The parallels between housing/mortgages and lower-quality insured corporate and municipal debt are scary. The coming insurance meltdown will be something.

Average Joe-

Nice reports, however, San Diego, upper-NorCal, Florida, Las Vegas and Arizona have all led the housing crash by at least a full year. Decreased consumer spending in these areas are a given.

Don't fret. I believe come Sunday at 9:00 pm, members of the PPT will come in and purchase enough merchandise with their Platinum PPT cards to achieve a 2% increase over last year.

So can someone clarify this for me?

I'd imagine that as the US$ drops dramatically, the appeal for foreigners to buy US stocks will be inversely increasing (i.e. suddenly your Euros can buy a lot more Citigroup than they used to). Wouldn't this cause an increased demand for US stocks in the short-medium runs that would forgo a lot of this fundamental-is-flawed analysis that so many here espouse?

Not claiming this is my stance, just wanted to know how people react to this view.

Blue,

I've had the same thought. If all we had to fear was the continuing gradual devaluation of our currency, then one ought to be able to do pretty well by investing in a basket of good, stable US companies, using conservative (e.g., Graham & Dodd type) principles. Those companies ought to hold their real value despite the declining currency, for the reasons you state and others.
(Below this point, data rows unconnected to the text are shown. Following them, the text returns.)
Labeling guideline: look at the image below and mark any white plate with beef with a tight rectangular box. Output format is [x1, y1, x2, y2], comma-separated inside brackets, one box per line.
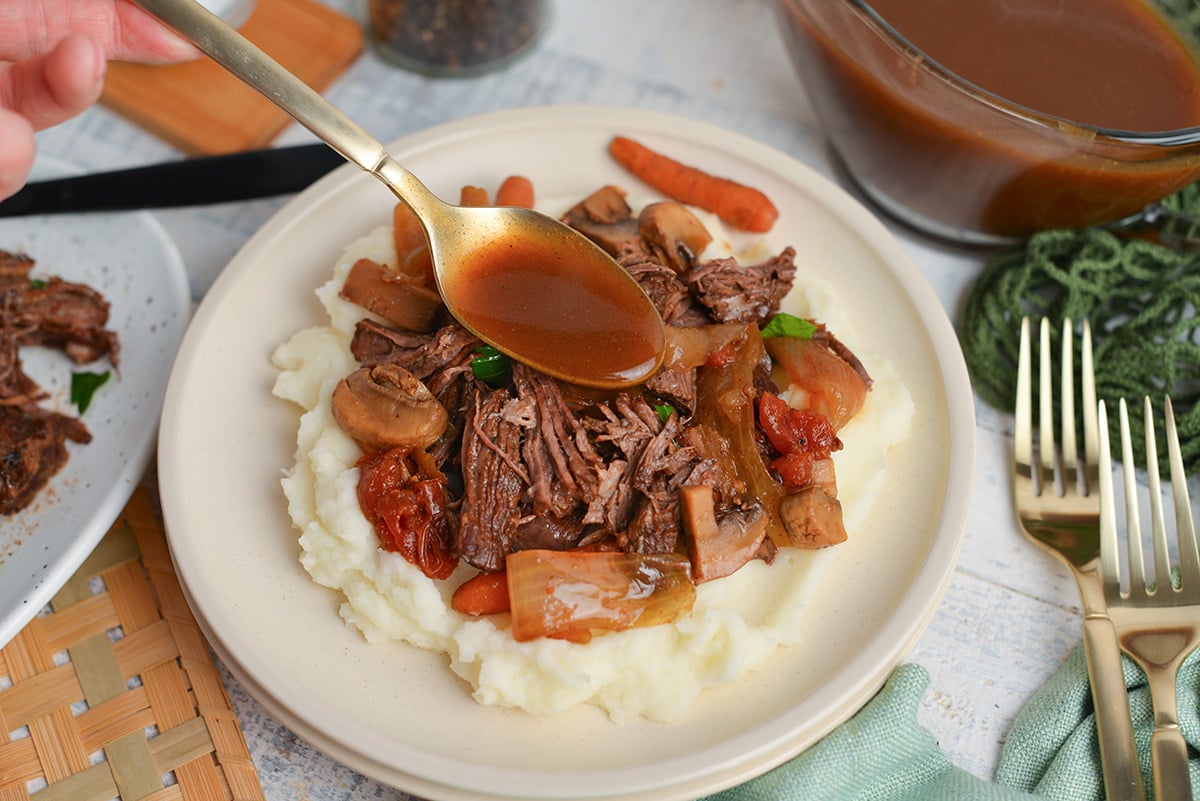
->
[158, 108, 974, 801]
[0, 158, 191, 644]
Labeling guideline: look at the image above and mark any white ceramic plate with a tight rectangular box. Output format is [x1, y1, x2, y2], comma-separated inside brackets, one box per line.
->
[158, 108, 974, 801]
[0, 158, 191, 645]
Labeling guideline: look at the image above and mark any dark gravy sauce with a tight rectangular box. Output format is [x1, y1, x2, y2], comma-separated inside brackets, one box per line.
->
[784, 0, 1200, 237]
[870, 0, 1200, 132]
[452, 231, 664, 386]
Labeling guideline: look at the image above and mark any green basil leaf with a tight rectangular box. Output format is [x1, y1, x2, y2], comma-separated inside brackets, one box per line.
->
[71, 371, 112, 415]
[470, 345, 512, 386]
[762, 312, 817, 339]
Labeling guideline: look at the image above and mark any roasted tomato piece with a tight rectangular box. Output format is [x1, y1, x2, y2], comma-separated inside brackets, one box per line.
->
[758, 392, 841, 488]
[358, 447, 458, 579]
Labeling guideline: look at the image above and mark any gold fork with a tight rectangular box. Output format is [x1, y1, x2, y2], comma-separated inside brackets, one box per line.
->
[1013, 318, 1144, 801]
[1099, 398, 1200, 800]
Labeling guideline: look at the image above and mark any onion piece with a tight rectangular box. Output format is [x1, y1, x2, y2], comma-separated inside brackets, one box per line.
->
[506, 550, 696, 642]
[766, 337, 868, 430]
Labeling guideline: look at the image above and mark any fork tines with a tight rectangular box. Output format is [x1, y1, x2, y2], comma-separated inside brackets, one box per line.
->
[1100, 397, 1200, 597]
[1014, 318, 1099, 495]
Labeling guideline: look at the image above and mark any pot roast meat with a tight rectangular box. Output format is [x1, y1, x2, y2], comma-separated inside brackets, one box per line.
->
[512, 362, 602, 517]
[0, 251, 119, 514]
[688, 247, 796, 325]
[457, 390, 528, 572]
[340, 186, 865, 599]
[643, 367, 696, 417]
[350, 320, 482, 383]
[0, 405, 67, 514]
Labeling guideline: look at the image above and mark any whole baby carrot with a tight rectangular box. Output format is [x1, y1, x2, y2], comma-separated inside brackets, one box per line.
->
[608, 137, 779, 233]
[450, 572, 509, 618]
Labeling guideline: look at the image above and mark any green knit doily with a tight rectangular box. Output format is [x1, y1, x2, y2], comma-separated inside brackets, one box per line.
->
[959, 185, 1200, 474]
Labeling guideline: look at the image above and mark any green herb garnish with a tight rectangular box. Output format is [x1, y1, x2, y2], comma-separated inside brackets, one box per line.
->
[470, 345, 512, 386]
[762, 312, 817, 339]
[71, 371, 112, 415]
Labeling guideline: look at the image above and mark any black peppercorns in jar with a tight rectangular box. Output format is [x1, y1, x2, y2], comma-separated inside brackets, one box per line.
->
[367, 0, 550, 76]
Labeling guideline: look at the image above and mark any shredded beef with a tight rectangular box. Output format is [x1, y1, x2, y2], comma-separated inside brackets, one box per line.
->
[689, 247, 796, 325]
[457, 390, 527, 571]
[0, 252, 119, 514]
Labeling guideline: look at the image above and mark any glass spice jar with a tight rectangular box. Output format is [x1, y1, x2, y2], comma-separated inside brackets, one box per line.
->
[367, 0, 550, 77]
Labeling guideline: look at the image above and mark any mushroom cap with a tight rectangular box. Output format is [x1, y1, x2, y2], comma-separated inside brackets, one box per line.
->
[637, 200, 713, 273]
[332, 365, 450, 453]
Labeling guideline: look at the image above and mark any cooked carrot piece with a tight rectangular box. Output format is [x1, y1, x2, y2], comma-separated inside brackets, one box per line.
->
[496, 175, 533, 209]
[608, 137, 779, 233]
[458, 186, 492, 207]
[391, 201, 425, 257]
[450, 571, 509, 618]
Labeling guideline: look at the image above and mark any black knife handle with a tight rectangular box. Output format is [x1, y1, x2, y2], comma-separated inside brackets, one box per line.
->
[0, 144, 346, 217]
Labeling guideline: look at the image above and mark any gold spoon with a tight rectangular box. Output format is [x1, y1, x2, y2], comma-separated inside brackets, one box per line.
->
[133, 0, 665, 389]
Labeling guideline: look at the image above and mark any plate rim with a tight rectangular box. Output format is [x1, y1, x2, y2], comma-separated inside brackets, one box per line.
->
[160, 106, 976, 801]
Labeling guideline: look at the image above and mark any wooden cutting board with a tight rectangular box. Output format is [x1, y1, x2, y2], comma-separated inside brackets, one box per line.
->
[101, 0, 362, 156]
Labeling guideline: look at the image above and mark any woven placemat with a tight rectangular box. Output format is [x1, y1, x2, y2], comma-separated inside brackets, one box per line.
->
[0, 488, 263, 801]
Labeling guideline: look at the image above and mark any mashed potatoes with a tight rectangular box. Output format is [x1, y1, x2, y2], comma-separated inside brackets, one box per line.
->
[274, 203, 913, 722]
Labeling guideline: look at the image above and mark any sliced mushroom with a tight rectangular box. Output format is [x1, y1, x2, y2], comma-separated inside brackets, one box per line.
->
[637, 200, 713, 275]
[332, 365, 450, 453]
[779, 484, 846, 549]
[679, 486, 767, 584]
[563, 185, 638, 257]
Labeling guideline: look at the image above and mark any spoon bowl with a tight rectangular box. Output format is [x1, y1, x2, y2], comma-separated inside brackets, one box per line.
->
[134, 0, 666, 389]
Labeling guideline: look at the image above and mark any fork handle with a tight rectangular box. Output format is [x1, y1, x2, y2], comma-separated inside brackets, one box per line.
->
[1084, 615, 1147, 801]
[1150, 725, 1192, 801]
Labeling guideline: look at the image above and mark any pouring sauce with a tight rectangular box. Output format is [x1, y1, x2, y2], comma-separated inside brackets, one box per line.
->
[448, 231, 665, 387]
[782, 0, 1200, 241]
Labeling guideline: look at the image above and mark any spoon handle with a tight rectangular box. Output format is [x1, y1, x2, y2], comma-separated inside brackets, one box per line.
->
[133, 0, 440, 213]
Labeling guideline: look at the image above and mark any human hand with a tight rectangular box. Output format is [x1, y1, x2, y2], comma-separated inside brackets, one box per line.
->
[0, 0, 197, 199]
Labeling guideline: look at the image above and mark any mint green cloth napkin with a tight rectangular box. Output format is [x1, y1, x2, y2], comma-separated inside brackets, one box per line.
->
[709, 648, 1200, 801]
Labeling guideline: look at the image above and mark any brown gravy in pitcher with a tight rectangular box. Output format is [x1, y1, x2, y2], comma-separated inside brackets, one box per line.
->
[784, 0, 1200, 241]
[870, 0, 1200, 132]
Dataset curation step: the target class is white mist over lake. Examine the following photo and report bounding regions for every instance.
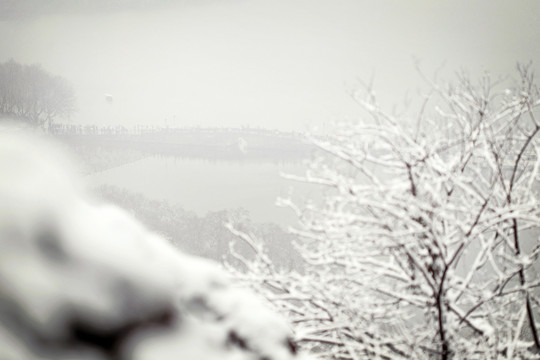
[87,157,318,225]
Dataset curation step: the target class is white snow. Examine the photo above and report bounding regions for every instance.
[0,130,299,360]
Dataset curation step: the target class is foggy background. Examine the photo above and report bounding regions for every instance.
[0,0,540,130]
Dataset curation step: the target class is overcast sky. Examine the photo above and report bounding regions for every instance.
[0,0,540,130]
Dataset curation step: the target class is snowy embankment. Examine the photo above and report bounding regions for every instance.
[0,131,304,360]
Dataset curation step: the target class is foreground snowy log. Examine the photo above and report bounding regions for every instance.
[0,129,304,360]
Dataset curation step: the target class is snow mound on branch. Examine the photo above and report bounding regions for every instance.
[0,130,299,360]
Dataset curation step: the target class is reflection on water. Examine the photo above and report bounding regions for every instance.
[88,157,315,225]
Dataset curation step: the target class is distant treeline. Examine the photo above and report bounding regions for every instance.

The problem is that there are other dangers out there - e.g., financial turmoil, US or world-wide recession - that could cause the best laid plans to "gang astray."

Praetorians Local Market Observation: Stanford shopping mall in Palo Alto was a ghost town this morning despite a Stanford/ND home game. The parking lot was half full at 11 am. Most saturdays at this point you'd have to park in Menlo Park and walk over.

My wife remarked on it unprompted as we passed through on our daily walk with Prat Jr.

shrug

Cheers,
prat

Some of the commentators have recommended the purchase of closed end muni bond funds, on the theory that they are now very cheap. Others argue for the purchase of treasuries as a hedge against the worst case scenario. Others argue for the purchase of gold.

globeandmail.com
"The head of Fairfax Financial had a front-row seat when the Japanese market began its 15-year retreat. And he thinks the U.S. indexes might be about to do the same"

DEREK DECLOET

00:00 EST Friday, November 23, 2007

"The global credit squeeze is in its "early days," says investor Prem Watsa, who is so bearish that his insurance company has stashed the bulk of its $18-billion investment portfolio into ultrasafe government bonds."

"Just another complicated way to make lose money."

CR can snark!

From the article "Demystifying the Structured Credit Jargon and Identifying the Opportunities.":

CPDO – Constant Proportion Debt Obligation – As referenced in the December 2006 Investment Outlook by Bill Gross, the original form CPDO was offered as a high coupon (LIBOR + 200 basis points), highly rated (AAA) and highly levered (approximately 15x) 10-year security, comprising formulaic rolling of positions in 5-year iTraxx and CDX indices.

Excuse me, has anybody seen my ears? My head just exploded......

For 200 pasis points, you go thru this?